The former will remove ALL carriage returns whereas the latter will preserve a CR at the end of each of the new lines (which may be what you want if the intended end user is on Windows).

Solution 2:

You can use xargs to always group four lines into one, separated with a single space each:

xargs -d '\n' -n4 < inputfile.txt

-d '\n' sets the input delimiter to a newline character, otherwise it would also break on spaces. If you only have one word per input line anyway, you can even omit this.
-n4 sets the argument number (the number of input items per output line) to 4.

Output:

Dog Cat Fish Lizard
Wolf Lion Shark Gecko
Coyote Puma Eel Iguana

Or if you want tabs as separators instead of a space, you can replace them afterwards. However, if you had spaces in your input lines, those would get replaced too:

xargs -d '\n' -n4 | tr ' ' '\t'

Output (look depending on browser/terminal's tab width):

Dog Cat Fish    Lizard
Wolf    Lion    Shark   Gecko
Coyote  Puma    Eel Iguana

Solution 3:

You could also use:

awk -v ORS="" '{print $1; print NR%4==0?"\n":"\t"}' file > file.tsv 

The two awk built-in variables are:

  • ORS: Output Record Separator(default=newline). It is added at the end of each print command.
  • NR: Number of the current Row awk is processing.

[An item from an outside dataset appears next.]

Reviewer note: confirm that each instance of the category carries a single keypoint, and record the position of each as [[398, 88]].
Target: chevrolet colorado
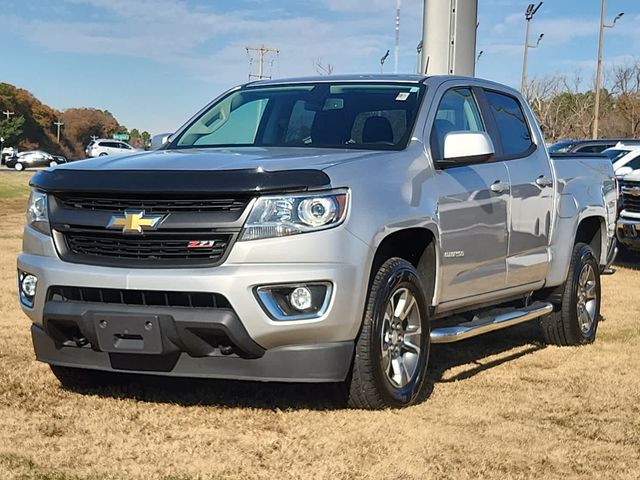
[[628, 228], [318, 230]]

This command will, for each line, display the content of the first (and here only) column. Then it choose to add a newline or a tab by testing the remainder of the division of NR by 4.

Solution 4:

Another shortest awk approach:

awk '{printf $0 (NR%4?"\t":"\n")}' infile

This printf the only one column followed by next and next and ... and a Tab \t character after each but will printf a \newline character when Number of Record was factor of 4 (where NR%4 will return 0 (false) which is what Ternary Operator condition(s)?when-true:when-false is doing.)